A notícia vai ser publicada este domingo, no jornal alemão Frankfurter Allgemeine Sonntagszeitung. O corte nas pensões mais pequenas é uma das medidas de austeridade que o governo grego de coligação, liderado por Alexis Tsipras, mais tem criticado.

De acordo com o jornal, que cita fontes não identificadas ligadas às negociações, o Fundo Monetário Internacional não aceitou a proposta do presidente da Comissão Europeia, Jean-Claude Juncker, e que tinha sido apoiada pela chanceler alemã Angela Merkel.
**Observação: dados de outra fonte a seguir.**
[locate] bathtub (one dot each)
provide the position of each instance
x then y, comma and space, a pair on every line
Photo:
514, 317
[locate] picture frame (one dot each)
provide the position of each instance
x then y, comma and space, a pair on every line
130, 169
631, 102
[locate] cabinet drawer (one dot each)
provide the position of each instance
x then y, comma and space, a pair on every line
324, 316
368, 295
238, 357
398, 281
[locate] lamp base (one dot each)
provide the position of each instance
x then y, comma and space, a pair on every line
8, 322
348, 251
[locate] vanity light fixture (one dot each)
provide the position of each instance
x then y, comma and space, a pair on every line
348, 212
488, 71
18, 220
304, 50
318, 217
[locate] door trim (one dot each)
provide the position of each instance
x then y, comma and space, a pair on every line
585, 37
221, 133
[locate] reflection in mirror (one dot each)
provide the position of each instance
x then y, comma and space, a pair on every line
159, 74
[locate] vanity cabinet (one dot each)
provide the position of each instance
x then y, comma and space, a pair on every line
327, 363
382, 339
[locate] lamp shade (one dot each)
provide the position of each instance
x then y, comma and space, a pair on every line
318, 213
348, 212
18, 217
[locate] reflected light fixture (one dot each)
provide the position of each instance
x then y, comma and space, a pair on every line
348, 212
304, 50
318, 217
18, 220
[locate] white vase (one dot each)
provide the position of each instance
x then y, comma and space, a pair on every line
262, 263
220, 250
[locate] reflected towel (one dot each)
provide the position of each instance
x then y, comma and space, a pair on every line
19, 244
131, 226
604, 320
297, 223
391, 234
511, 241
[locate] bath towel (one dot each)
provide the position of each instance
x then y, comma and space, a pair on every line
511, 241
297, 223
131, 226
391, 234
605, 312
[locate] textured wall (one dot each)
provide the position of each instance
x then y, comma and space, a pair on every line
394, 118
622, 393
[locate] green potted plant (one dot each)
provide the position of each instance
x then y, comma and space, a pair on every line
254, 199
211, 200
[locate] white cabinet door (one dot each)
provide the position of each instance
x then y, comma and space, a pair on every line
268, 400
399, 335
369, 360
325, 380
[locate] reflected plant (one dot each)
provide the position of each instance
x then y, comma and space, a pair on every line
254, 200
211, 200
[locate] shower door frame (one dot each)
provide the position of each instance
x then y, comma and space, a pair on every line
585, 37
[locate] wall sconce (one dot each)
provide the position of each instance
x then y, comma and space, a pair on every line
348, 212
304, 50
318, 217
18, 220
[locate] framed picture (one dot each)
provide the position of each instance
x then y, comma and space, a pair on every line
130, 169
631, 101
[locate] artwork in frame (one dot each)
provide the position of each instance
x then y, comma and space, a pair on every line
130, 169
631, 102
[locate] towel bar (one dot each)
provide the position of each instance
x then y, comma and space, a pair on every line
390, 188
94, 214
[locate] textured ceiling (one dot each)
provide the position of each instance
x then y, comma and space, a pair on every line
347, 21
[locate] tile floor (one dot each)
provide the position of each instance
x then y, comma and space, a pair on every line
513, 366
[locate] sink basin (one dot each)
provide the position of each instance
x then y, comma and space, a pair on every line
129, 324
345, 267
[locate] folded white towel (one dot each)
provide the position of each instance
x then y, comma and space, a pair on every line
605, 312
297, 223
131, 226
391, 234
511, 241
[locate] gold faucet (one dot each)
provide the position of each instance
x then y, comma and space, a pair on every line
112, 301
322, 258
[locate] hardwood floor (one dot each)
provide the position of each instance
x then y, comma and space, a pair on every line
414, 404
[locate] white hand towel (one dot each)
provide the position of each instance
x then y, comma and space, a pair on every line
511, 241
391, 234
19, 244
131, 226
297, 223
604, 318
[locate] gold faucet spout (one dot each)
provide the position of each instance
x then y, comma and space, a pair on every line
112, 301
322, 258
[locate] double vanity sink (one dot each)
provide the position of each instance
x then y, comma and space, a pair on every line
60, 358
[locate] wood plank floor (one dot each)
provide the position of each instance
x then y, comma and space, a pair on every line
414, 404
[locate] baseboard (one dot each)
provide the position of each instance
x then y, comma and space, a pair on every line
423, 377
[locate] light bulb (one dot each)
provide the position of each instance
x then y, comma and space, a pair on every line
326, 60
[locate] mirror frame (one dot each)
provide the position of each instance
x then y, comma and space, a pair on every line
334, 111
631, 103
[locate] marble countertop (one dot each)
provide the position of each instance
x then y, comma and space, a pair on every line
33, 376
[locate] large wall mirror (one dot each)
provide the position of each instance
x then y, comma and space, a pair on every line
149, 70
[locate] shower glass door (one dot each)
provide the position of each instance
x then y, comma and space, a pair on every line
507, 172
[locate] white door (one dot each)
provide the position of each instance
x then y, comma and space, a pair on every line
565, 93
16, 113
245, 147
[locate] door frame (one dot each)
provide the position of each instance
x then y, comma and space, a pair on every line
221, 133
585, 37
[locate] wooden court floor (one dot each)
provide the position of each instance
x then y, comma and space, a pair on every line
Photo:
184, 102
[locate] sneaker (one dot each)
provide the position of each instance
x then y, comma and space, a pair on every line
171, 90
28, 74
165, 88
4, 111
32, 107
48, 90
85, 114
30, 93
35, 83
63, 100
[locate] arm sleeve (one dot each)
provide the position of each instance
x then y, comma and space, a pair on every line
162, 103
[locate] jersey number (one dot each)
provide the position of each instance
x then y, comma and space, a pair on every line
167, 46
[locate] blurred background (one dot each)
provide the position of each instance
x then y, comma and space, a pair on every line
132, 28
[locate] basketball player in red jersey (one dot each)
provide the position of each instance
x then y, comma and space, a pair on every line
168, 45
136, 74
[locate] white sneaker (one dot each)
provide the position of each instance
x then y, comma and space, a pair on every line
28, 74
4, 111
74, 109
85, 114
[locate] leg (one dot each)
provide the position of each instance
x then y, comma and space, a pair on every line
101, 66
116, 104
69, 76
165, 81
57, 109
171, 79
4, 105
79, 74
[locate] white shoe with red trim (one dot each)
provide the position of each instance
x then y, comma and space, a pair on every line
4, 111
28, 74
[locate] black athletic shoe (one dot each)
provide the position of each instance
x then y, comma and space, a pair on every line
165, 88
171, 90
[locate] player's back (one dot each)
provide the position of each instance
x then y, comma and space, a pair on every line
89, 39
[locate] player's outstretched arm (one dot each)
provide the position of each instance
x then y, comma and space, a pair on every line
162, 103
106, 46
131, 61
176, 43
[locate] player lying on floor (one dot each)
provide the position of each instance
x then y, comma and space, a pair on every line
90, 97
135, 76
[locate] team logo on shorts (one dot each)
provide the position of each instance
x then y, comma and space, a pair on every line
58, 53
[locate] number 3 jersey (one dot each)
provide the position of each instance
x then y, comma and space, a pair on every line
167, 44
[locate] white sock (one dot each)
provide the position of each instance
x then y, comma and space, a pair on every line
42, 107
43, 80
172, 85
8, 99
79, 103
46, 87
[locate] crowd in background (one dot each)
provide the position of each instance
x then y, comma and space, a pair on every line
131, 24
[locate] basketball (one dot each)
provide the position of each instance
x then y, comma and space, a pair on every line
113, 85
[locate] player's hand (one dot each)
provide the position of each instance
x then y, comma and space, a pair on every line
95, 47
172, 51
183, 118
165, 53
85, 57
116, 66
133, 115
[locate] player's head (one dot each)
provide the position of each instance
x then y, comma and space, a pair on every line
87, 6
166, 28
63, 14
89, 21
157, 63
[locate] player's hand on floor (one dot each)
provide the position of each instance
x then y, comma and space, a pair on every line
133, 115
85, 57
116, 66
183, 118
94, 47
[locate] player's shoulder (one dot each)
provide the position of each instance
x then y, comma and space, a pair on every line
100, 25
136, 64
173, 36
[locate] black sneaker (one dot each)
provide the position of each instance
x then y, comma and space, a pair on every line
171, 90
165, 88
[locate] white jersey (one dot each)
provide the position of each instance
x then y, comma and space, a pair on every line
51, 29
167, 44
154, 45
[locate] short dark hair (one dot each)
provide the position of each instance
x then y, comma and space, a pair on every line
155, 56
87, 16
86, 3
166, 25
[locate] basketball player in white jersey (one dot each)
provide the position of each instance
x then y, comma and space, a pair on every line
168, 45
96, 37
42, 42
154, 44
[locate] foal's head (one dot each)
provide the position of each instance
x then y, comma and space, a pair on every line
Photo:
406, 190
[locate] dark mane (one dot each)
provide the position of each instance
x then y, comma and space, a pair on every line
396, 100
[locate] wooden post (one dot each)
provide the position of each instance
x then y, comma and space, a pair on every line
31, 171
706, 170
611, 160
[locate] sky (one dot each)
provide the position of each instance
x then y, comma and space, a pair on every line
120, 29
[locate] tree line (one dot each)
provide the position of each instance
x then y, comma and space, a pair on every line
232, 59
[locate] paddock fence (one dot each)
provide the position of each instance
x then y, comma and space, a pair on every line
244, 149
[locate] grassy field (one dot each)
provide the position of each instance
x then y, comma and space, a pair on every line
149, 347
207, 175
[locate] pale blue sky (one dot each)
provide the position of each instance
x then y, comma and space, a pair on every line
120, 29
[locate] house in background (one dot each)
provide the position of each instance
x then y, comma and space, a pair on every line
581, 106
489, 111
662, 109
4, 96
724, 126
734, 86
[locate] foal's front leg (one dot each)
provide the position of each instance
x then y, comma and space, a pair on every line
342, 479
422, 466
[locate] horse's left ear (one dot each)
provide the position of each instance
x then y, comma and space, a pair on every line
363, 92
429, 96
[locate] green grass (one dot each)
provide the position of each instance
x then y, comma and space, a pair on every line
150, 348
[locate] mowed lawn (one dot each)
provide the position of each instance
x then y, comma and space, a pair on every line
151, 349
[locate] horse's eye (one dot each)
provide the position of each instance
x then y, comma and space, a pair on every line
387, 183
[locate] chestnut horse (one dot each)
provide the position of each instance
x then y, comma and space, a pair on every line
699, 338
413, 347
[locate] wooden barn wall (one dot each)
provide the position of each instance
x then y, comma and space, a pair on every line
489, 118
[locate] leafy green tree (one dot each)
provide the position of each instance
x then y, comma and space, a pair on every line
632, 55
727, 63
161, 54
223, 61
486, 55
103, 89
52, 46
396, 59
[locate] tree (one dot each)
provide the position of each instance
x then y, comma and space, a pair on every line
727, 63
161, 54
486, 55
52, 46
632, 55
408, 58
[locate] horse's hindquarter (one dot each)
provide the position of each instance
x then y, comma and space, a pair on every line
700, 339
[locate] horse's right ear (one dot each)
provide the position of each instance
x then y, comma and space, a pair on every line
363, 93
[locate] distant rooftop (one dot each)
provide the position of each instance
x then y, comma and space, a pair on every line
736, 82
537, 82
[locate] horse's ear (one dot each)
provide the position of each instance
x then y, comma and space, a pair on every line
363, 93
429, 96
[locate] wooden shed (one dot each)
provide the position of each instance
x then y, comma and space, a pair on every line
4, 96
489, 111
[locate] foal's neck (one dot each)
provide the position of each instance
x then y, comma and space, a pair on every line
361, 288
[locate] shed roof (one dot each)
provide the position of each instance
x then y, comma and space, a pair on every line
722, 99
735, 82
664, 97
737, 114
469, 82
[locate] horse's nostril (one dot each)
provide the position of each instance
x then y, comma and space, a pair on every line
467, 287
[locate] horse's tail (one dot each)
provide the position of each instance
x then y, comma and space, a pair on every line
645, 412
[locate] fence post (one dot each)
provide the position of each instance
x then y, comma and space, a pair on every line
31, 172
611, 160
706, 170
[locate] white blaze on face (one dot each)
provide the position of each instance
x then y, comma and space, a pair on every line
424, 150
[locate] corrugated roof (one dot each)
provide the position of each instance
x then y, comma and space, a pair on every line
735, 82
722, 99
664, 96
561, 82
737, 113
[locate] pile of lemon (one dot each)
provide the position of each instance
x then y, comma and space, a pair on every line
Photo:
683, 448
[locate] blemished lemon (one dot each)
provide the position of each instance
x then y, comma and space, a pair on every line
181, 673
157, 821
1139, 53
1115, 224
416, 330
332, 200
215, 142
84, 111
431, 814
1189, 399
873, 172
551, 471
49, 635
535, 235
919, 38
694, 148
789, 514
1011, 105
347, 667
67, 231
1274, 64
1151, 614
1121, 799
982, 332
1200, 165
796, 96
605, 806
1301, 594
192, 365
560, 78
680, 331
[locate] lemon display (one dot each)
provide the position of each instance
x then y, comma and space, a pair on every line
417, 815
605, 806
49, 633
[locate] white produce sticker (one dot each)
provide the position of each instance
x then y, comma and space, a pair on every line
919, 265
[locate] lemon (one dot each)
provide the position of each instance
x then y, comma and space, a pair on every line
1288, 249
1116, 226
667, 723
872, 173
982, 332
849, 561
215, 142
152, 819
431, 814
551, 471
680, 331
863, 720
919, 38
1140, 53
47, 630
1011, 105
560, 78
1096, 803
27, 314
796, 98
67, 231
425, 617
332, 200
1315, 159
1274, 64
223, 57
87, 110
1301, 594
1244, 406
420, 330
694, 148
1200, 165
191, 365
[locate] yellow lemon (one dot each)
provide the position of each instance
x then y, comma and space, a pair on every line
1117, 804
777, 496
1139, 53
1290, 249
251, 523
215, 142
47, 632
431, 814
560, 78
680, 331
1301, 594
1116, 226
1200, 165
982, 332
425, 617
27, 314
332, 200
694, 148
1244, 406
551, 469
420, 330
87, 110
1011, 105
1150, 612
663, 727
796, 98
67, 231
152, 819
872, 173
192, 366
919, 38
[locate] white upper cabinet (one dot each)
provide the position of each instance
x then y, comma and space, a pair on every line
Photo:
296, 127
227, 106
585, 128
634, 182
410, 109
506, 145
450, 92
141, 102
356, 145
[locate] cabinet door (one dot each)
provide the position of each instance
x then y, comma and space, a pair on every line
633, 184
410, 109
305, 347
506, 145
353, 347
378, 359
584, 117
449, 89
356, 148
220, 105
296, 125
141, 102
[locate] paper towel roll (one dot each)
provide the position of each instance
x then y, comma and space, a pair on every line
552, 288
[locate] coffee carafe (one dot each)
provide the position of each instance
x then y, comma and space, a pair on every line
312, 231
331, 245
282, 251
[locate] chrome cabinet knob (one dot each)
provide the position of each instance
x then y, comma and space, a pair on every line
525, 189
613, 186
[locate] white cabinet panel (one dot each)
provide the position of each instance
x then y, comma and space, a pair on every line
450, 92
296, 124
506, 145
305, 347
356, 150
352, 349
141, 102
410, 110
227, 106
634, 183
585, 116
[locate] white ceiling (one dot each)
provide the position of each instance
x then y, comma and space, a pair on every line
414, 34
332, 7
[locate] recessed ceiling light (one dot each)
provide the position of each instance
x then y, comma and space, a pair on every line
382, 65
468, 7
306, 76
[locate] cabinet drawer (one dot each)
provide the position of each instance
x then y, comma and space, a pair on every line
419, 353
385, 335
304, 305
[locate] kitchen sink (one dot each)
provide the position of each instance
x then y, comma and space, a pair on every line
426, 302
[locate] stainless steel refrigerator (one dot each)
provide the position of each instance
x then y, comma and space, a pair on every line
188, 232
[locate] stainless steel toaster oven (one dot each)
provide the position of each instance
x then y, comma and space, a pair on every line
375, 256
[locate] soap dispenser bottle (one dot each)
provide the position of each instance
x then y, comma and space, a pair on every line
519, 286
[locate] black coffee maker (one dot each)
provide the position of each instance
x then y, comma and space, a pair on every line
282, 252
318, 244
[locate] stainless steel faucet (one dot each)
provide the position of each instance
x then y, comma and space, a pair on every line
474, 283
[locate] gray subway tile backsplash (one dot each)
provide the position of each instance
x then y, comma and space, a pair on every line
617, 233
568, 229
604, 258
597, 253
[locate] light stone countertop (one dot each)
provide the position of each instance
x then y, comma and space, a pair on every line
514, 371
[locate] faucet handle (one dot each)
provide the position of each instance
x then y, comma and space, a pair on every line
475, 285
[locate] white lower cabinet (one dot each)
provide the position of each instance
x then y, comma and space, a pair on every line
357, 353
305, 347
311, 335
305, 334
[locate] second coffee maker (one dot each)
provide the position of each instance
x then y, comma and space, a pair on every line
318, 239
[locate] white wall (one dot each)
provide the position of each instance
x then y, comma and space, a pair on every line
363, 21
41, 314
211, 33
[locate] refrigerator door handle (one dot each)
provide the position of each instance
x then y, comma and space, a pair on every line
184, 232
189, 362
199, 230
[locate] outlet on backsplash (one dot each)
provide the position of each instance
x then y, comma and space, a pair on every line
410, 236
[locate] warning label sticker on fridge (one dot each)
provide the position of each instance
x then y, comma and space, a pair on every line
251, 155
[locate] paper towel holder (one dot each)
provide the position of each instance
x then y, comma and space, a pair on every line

A troca teria sido bem aceite pelo partido de esquerda Syriza, mas poderia ter criado problemas na coligação grega, uma vez que o ministro  ministro da Defesa da Grécia é Panos Kammenos, do partido nacionalista Gregos Independentes.

Proposta do FMI para reformar pensões na Grécia “é ridícula”

O ministro das Finanças grego, Yanis Varoufakis, afirmou este sábado, numa entrevista à cadeia britânica BBC Radio 4, que o pedido do FMI para reformar o sistema de pensões grego é “ridículo”.

“É o tipo de proposta que se põe na mesa quando não se quer chegar a um acordo”, afirmou Varoufakis, dois dias depois do FMI ter considerado “insustentável” o sistema de pensões da Grécia. Para o ministro grego, esta é uma posição negociadora de “rutura” que “simplesmente se deveria deixar de lado”.

Varoufakis também disse este sábado, ao jornal Real News, que um “Grexit” (saída da Grécia do euro), poderia custar, no mínimo, um bilião de euros (nas suas palavras, “one trillion euros”). Acrescentou, porém, que é impossível estimar o custo total, assim como não é possível apurar quanto teria custado o colapso do Lehman Brothers.